TLR8 and its endogenous ligand miR-21 contribute to neuropathic pain in murine DRG

Toll-like receptors (TLRs) are nucleic acid–sensing receptors and have been implicated in mediating pain and itch. Here we report that Tlr8(−/−) mice show normal itch behaviors, but have defects in neuropathic pain induced by spinal nerve ligation (SNL) in mice. SNL increased TLR8 expression in small-diameter IB4(+) DRG neurons. Inhibition of TLR8 in the DRG attenuated SNL-induced pain hypersensitivity. Conversely, intrathecal or intradermal injection of TLR8 agonist, VTX-2337, induced TLR8-dependent pain hypersensitivity.

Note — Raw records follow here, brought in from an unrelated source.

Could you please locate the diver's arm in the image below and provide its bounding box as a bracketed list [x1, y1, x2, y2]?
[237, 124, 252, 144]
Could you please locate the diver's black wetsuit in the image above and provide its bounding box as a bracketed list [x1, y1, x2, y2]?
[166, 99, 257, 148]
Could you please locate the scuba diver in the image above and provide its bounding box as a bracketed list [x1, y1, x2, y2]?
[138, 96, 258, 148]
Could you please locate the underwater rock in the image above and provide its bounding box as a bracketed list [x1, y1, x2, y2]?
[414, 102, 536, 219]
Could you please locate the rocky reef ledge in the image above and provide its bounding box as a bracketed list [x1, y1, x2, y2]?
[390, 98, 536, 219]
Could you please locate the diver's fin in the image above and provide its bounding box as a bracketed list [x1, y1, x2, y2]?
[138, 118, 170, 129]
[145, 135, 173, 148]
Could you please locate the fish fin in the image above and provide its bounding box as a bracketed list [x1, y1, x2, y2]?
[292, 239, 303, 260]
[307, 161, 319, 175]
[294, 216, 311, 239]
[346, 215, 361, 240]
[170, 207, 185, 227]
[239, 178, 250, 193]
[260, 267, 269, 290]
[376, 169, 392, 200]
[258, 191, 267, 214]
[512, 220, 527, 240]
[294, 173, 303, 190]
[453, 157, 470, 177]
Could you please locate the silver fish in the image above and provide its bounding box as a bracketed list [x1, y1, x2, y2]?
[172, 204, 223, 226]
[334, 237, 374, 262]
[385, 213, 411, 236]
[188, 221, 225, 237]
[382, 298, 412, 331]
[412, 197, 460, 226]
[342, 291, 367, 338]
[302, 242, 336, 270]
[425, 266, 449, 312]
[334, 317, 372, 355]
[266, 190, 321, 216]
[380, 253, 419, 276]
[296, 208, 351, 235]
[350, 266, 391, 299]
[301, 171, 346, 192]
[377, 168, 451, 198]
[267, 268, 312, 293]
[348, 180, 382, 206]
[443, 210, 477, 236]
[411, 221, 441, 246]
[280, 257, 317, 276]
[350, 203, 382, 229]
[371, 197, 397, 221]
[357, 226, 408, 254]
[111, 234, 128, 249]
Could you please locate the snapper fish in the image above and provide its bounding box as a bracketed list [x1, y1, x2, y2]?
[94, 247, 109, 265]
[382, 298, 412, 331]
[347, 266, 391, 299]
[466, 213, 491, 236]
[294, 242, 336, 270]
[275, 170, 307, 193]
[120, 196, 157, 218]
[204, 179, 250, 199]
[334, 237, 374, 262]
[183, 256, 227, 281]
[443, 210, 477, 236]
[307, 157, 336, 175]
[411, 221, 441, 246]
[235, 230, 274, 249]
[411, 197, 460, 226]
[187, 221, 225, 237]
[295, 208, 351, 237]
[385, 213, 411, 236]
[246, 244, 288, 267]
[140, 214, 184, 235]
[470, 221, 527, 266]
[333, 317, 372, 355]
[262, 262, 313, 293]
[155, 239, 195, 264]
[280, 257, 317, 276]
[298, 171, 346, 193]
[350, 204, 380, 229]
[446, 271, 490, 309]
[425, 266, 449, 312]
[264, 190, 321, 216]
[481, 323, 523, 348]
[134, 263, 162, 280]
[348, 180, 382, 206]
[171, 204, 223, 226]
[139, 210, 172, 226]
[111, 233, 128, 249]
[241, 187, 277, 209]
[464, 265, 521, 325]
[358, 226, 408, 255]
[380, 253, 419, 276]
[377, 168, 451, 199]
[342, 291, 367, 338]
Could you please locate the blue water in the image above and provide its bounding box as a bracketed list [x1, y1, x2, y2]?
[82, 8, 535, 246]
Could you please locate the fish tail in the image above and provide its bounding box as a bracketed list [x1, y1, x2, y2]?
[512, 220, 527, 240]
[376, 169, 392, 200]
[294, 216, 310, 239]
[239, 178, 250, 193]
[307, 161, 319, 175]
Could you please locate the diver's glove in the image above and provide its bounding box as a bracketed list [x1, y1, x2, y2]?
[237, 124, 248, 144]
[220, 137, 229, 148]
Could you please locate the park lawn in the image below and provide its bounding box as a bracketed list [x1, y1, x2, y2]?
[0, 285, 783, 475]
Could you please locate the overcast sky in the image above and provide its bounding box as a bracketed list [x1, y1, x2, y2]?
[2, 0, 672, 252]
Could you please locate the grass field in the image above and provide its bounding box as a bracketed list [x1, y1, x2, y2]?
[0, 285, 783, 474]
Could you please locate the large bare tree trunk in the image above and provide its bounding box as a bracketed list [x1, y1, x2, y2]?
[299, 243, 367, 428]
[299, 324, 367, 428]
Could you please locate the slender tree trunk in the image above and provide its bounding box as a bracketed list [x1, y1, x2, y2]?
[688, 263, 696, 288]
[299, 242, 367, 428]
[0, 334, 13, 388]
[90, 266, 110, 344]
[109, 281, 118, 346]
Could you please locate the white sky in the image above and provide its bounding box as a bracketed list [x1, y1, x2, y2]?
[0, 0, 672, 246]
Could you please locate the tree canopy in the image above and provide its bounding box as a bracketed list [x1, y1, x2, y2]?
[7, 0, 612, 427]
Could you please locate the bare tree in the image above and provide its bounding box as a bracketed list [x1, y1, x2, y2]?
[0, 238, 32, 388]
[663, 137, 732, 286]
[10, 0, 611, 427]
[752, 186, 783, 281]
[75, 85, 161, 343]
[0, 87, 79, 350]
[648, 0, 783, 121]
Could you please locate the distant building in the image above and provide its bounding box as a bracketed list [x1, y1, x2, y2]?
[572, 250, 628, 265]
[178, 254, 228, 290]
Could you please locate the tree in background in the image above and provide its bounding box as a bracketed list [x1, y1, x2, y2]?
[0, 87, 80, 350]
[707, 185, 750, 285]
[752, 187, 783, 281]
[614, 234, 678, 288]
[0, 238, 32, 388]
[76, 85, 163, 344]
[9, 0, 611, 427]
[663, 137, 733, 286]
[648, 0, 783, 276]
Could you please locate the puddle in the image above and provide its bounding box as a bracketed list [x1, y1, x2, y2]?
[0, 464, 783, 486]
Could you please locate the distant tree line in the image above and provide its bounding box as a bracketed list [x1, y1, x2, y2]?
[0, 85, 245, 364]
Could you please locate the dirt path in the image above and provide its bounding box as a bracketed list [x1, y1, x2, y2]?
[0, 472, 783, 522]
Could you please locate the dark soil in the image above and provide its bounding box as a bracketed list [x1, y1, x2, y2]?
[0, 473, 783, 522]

Mechanistically, TLR8, localizing in the endosomes and lysosomes, mediated ERK activation, inflammatory mediators’ production, and neuronal hyperexcitability after SNL. Notably, miR-21 was increased in DRG neurons after SNL. Intrathecal injection of miR-21 showed the similar effects as VTX-2337 and inhibition of miR-21 in the DRG attenuated neuropathic pain. The present study reveals a previously unknown role of TLR8 in the maintenance of neuropathic pain, suggesting that miR-21–TLR8 signaling may be potential new targets for drug development against this type of chronic pain.